Riguardo la prima, dobbiamo essere consapevoli che le emissioni salgono a livello globale e in un modo o nell’altro ci mettono in trappola; rispetto alla competitività l’esplosione dei prezzi, in Europa, ha evidenziato i rischi che corrono la nostra economia e la nostra società infine, sulla sicurezza abbiamo capito fin troppo bene che l’Europa è troppo dipendente dalle autocrazie dei fossili che le nostre spese, peraltro, contribuiscono a rafforzare.
Quindi — ha concluso Tabarelli —, pur vivendo in un quadro che oggi è meno drammatico di pochi mesi fa, dobbiamo ricordare che dalla crisi non siamo ancora usciti perché i trend sono immodificabili, le politiche europee di decarbonizzazione sono irrealistiche, le emissioni mondiali di CO2 continueranno a salire, l’Italia e l’Europa versano in una endemica deindustrializzazione.
Per questo, il richiamo è a una politica più attenta alla dinamica dei prezzi e alla sicurezza, consapevoli che oggi per la produzione di energia serve tutto: anche le rinnovabili dall’agricoltura».

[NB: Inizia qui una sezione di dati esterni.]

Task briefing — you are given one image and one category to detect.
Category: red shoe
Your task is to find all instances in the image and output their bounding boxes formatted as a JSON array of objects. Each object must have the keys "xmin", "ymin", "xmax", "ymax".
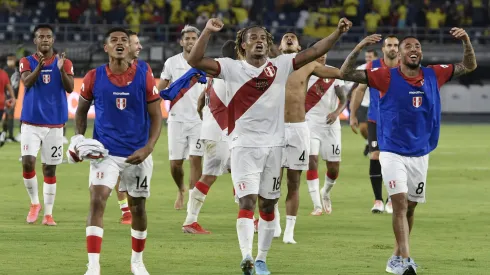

Acqua: bene prezioso e insostituibile
Infine l’acqua, che ha visto l’intervento di Marco Marcatili, responsabile Sviluppo Nomisma, secondo il quale la crisi idrica dettata dalla siccità che il nostro Paese, ma anche una parte del mondo, stanno vivendo, va contrastata con un sistema di misure di tariffazione che vanno incentivate, potenziando gli interventi di mitigazione e adattamento e promuovendo un approccio integrato tra gli attori coinvolti. «Il 55% della domanda idrica nel nostro Paese arriva dall’agricoltura e inevitabilmente determina il tipo di agricoltura che si può praticare. Oggi ci troviamo di fronte ad uno scenario in cui le precipitazioni sono spesso estreme e caratterizzate da un’ampia variabilità. È per questo che attorno all’acqua si sta creando un’agenda pubblica che pone al primo posto la necessità di creare infrastrutture adeguate: pensiamo solo al Po che attualmente è a –57% della sua portata media.
Serve un Piano operativo con un approccio sistemico tra tutti gli attori della filiera. Secondo un nostro studio è stato calcolato che la diminuzione di quantità di acqua erogata in Emilia-Romagna porterebbe ad una perdita di 303,6 milioni di e/anno, con un ammanco di manodopera a contratto valutabile in 8,8 milioni di euro, il tutto pari al 12,8% della Plv delle produzioni vegetali della regione».